Texas Tech has already managed to knock off two quality Big 12 teams in West Virginia and TCU and will have another chance to prove that it is a contender this weekend.

The Red Raiders will take their second consecutive road trip, this time to Bill Snyder Stadium to take on the No. 3 ranked Kansas State Wildcats. While Texas Tech has been a surprise team this year, there may not be a bigger shock than Kansas State racking up a 7-0 record, including two road victories over Oklahoma and West Virginia.

The success Bill Snyder's program has had this year has made them the late-season favorite to win the Big 12 Conference. Winning a third straight game against a ranked opponent certainly won't be easy for Texas Tech.

Here are the keys to the game for the Red Raiders to pull off another upset and enter the possible BCS bowl conversation.

 

Force Collin Klein to Throw the Ball

There is no secret as to who the key is to this football game.

Quarterback Collin Klein has now moved up in the Heisman rankings and is considered by many to be the favorite for the award. He has produced off-the-chart numbers and is an absolute beast running the football, but he still has issues throwing the ball.

Sure, Klein has shown he can complete passes to wide open receivers, as he threw for 323 yards and completed 90 percent of his passes against West Virginia. But that's a Mountaineers defense that believes it is illegal to play defense and would give up at least three touchdowns if Air Bud was running around on the field.

Texas Tech actually understands the concept of defense and is ranked 11th in the country against the pass.
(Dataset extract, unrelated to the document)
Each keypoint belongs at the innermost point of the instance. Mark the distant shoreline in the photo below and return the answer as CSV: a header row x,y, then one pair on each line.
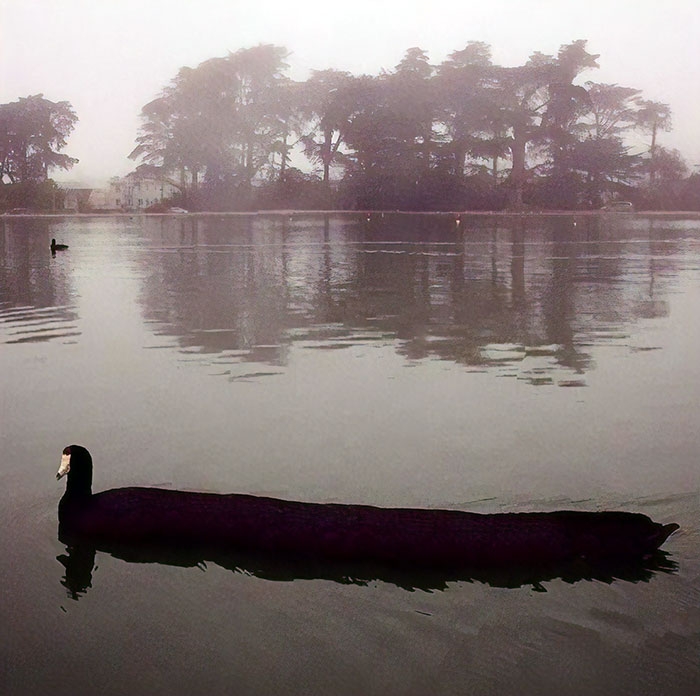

The problem is that Klein is going to want to run the football and is going to hit this defense with many play-action passes, trap plays and just good old power runs up the middle that turn into gigantic gains.
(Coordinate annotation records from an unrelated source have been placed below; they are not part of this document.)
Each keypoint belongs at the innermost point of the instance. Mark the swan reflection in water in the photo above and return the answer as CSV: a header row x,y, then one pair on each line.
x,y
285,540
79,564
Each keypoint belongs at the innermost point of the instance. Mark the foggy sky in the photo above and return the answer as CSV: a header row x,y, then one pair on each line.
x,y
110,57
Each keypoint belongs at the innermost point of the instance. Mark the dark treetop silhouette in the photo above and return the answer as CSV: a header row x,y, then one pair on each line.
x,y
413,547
The Red Raiders have not done a good job of pressuring opposing quarterbacks, but they do have a physical defensive line led by defensive tackle Kerry Hyder, which has resulted in the 20th best run-defense in college football.

There has not been a team that has been able to slow Klein down, as teams either choose to blitz and hope the senior doesn't make the throws or sit back and let Klein run all over them for 100 yards and a pair of touchdowns.

Texas Tech is one of the few defenses in this conference that has the players who can slow him down and make things difficult. Clog up those running lanes and force the Kansas State quarterback to throw into tight windows, which is something he didn't have to do in the West Virginia contest.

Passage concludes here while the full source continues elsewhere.